# Training a Hierarchical DivNoising network for Convallaria data which is intrinsically noisy
This notebook contains an example on how to train a Hierarchical DivNoising Ladder VAE for an intrinsically noisy data containing both pixel noise and structured noise. This requires having a noise model (model of the imaging noise) for pixel noises which can be either measured from calibration data or bootstrapped from raw noisy images themselves. If you haven't done so, please first run '1-CreateNoiseModel.ipynb', which will download the data and create a noise model. 

In [None]:
import warnings
warnings.filterwarnings('ignore')
# We import all our dependencies.
import numpy as np
import torch
import sys
sys.path.append('../../../')
from models.lvae import LadderVAE
from lib.gaussianMixtureNoiseModel import GaussianMixtureNoiseModel
from boilerplate import boilerplate
import lib.utils as utils
import training
from tifffile import imread
from matplotlib import pyplot as plt
from tqdm import tqdm

In [None]:
use_cuda = torch.cuda.is_available()
device = torch.device("cuda" if use_cuda else "cpu")

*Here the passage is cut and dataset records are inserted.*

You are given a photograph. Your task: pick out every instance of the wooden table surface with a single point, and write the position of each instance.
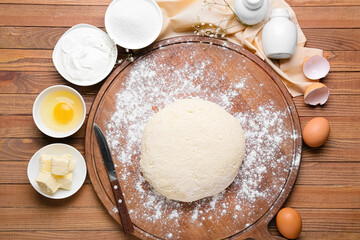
(327, 191)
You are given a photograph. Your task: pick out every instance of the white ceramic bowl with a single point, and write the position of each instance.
(86, 46)
(58, 149)
(133, 24)
(36, 111)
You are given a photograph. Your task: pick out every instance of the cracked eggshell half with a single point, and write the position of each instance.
(84, 55)
(316, 67)
(316, 93)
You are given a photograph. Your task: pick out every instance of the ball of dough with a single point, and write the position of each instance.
(191, 149)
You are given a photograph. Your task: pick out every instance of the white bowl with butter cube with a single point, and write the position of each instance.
(57, 171)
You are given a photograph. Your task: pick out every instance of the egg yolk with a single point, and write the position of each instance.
(63, 113)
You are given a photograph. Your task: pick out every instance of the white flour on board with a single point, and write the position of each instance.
(145, 88)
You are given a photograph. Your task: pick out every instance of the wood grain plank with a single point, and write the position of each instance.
(334, 150)
(46, 38)
(333, 39)
(343, 60)
(306, 3)
(69, 235)
(34, 82)
(318, 235)
(341, 127)
(41, 219)
(331, 196)
(30, 37)
(66, 16)
(51, 15)
(328, 17)
(56, 218)
(329, 220)
(28, 60)
(336, 106)
(41, 60)
(9, 128)
(119, 235)
(325, 173)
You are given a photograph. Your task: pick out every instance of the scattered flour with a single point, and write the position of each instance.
(146, 90)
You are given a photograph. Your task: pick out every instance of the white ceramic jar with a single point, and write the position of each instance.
(251, 12)
(279, 35)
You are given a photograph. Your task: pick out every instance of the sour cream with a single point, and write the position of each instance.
(84, 55)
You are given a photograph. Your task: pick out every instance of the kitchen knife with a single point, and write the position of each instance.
(109, 165)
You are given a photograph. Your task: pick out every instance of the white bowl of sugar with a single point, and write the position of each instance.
(133, 24)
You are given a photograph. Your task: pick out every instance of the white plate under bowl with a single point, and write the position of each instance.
(126, 22)
(58, 61)
(36, 111)
(58, 149)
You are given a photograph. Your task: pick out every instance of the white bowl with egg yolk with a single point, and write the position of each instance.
(59, 111)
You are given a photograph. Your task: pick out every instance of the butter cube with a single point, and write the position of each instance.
(47, 183)
(65, 181)
(59, 165)
(71, 162)
(45, 163)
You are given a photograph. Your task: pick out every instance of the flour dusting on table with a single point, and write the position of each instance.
(149, 87)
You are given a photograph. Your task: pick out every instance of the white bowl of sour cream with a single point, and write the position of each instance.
(84, 55)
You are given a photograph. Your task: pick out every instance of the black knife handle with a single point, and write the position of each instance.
(121, 206)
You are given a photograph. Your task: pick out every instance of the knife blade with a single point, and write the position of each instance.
(109, 165)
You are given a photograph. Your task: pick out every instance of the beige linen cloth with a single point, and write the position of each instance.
(180, 17)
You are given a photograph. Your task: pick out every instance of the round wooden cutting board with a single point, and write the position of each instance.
(217, 71)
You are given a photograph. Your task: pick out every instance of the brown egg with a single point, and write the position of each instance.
(288, 222)
(316, 132)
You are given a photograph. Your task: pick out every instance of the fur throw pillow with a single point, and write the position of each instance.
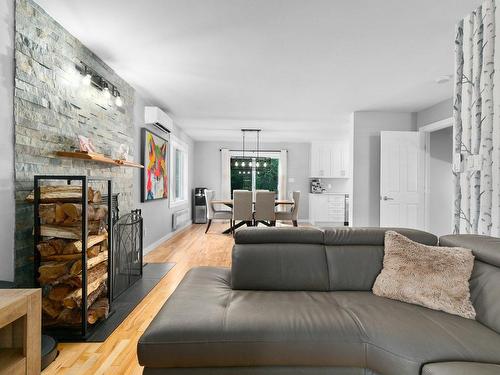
(431, 276)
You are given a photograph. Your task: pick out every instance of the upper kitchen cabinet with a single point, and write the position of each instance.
(330, 159)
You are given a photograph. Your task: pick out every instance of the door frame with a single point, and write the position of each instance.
(422, 170)
(425, 132)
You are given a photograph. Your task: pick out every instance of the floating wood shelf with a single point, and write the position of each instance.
(97, 158)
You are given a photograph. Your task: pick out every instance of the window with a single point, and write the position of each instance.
(252, 173)
(179, 171)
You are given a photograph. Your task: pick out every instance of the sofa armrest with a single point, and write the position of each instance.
(461, 368)
(279, 259)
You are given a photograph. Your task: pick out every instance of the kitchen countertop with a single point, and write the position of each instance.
(329, 193)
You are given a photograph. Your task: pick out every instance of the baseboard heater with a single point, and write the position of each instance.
(180, 218)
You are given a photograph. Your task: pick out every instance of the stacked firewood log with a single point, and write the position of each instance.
(60, 271)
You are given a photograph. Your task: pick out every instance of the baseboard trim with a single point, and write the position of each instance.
(168, 236)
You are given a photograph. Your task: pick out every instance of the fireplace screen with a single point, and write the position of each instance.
(127, 252)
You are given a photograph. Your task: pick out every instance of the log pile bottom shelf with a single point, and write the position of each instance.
(60, 252)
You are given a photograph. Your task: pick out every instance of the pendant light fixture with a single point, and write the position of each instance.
(247, 164)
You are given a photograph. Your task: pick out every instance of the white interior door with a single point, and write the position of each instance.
(401, 180)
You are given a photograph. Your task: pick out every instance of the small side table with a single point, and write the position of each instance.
(20, 331)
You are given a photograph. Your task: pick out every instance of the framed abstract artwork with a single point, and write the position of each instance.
(155, 179)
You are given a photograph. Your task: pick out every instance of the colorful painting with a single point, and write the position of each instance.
(155, 172)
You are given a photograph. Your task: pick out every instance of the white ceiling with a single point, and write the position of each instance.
(296, 68)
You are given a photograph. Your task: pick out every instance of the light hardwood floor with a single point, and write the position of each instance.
(118, 355)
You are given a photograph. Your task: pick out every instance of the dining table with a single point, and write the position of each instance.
(230, 203)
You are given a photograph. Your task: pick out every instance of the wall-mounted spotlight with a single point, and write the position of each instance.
(105, 90)
(118, 100)
(90, 77)
(87, 77)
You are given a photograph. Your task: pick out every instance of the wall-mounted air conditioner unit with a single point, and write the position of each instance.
(155, 116)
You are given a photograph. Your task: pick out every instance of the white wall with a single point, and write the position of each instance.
(7, 140)
(441, 182)
(366, 160)
(157, 214)
(439, 111)
(208, 167)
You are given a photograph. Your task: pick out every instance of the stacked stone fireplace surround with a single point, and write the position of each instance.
(52, 107)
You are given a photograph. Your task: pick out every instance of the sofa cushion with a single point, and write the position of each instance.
(460, 368)
(279, 266)
(206, 324)
(353, 267)
(401, 334)
(485, 248)
(373, 236)
(304, 235)
(485, 280)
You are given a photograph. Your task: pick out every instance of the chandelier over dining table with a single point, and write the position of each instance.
(246, 163)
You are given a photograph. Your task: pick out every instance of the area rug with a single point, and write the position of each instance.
(128, 300)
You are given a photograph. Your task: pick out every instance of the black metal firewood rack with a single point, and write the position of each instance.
(65, 333)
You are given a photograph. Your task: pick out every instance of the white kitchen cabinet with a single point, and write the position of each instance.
(327, 208)
(330, 159)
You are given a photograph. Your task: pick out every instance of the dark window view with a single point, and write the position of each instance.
(254, 174)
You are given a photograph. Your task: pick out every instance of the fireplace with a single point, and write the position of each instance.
(127, 252)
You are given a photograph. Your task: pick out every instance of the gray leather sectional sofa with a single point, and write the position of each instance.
(299, 301)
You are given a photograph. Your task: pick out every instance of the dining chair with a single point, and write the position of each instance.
(242, 207)
(293, 214)
(264, 208)
(212, 213)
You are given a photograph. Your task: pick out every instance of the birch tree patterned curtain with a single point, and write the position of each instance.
(476, 114)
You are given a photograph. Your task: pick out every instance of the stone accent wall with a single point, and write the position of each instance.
(51, 107)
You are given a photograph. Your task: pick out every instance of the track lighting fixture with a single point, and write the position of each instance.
(90, 77)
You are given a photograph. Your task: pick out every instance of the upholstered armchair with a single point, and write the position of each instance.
(212, 213)
(293, 214)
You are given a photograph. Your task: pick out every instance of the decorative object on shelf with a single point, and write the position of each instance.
(155, 173)
(90, 77)
(97, 158)
(72, 258)
(86, 144)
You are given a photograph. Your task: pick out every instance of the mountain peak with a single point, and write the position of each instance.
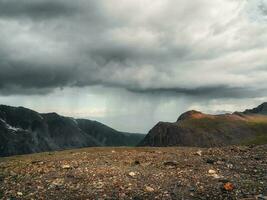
(192, 114)
(261, 109)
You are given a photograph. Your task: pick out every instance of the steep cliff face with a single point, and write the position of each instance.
(261, 110)
(25, 131)
(194, 128)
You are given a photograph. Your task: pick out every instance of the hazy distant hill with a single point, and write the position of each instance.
(194, 128)
(25, 131)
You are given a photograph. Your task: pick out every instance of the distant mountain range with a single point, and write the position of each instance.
(194, 128)
(24, 131)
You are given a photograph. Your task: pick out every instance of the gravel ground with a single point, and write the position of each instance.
(137, 173)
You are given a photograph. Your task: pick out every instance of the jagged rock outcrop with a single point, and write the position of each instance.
(194, 128)
(25, 131)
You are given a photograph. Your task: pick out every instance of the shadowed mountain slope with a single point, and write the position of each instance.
(25, 131)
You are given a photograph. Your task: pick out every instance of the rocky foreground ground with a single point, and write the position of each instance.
(137, 173)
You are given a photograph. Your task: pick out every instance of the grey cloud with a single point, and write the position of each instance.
(38, 9)
(205, 92)
(160, 50)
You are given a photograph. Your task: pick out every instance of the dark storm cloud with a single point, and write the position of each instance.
(148, 47)
(207, 92)
(38, 9)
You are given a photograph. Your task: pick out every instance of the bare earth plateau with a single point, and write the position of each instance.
(235, 172)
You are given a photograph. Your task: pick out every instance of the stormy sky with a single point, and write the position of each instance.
(132, 63)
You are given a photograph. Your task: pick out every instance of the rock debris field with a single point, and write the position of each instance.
(137, 173)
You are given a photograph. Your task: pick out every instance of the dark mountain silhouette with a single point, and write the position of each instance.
(261, 109)
(194, 128)
(24, 131)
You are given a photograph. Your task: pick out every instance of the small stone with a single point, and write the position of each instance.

### Specify ```path``` to load training data
Your data should be stored in the directory indicated by ```path```.

In [None]:
path="./data/Struct_Convallaria/"
observation= imread(path+"flower.tif")

# Training Data Preparation

For training we need to follow some preprocessing steps first which will prepare the data for training purposes.

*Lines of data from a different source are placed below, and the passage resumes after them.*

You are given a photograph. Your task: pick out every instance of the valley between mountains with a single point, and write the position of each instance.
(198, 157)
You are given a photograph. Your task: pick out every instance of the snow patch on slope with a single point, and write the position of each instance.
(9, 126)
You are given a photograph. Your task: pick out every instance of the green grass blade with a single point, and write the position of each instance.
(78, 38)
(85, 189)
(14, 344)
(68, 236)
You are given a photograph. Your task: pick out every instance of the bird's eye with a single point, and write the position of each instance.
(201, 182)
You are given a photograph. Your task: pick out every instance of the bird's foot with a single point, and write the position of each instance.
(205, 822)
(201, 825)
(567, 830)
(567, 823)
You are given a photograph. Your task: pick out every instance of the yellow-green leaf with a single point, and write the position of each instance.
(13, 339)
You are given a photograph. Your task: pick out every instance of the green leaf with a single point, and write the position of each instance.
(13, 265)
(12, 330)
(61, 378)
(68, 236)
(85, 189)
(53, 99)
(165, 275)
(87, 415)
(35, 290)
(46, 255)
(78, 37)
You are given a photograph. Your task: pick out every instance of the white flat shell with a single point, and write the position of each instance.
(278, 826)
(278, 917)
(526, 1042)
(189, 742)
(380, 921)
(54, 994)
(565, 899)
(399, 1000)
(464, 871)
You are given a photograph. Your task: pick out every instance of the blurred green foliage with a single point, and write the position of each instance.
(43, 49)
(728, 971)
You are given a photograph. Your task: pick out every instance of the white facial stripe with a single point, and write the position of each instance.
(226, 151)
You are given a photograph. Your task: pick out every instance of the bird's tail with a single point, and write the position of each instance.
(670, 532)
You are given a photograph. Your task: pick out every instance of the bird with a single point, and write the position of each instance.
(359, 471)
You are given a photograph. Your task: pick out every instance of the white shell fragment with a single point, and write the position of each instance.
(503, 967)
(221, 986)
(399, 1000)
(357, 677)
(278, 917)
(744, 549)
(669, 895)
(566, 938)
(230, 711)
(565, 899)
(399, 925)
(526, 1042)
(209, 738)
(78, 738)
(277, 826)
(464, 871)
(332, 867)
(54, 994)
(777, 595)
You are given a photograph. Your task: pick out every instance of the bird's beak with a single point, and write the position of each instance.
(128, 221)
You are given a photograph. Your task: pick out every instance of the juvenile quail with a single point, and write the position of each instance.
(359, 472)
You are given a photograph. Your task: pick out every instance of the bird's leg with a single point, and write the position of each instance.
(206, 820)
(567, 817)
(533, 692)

We first divide the data into training and validation sets with 85% images allocated to training set  and rest to validation set. Then we augment the training data 8-fold by 90 degree rotations and flips.

In [None]:
train_data = observation[:int(0.85*observation.shape[0])]
val_data= observation[int(0.85*observation.shape[0]):]
print("Shape of training images:", train_data.shape, "Shape of validation images:", val_data.shape)
train_data = utils.augment_data(train_data) 

In [None]:
### We extract overlapping patches of size ```patch_size x patch_size``` from training and validation images.
### Usually 64x64 patches work well for most microscopy datasets
patch_size = 64

In [None]:
img_width = observation.shape[2]
img_height = observation.shape[1]
num_patches = int(float(img_width*img_height)/float(patch_size**2)*1)
train_images = utils.extract_patches(train_data, patch_size, num_patches)
val_images = utils.extract_patches(val_data, patch_size, num_patches)
val_images = val_images[:1000] # We limit validation patches to 1000 to speed up training but it is not necessary
test_images = val_images[:100]
img_shape = (train_images.shape[1], train_images.shape[2])
print("Shape of training images:", train_images.shape, "Shape of validation images:", val_images.shape)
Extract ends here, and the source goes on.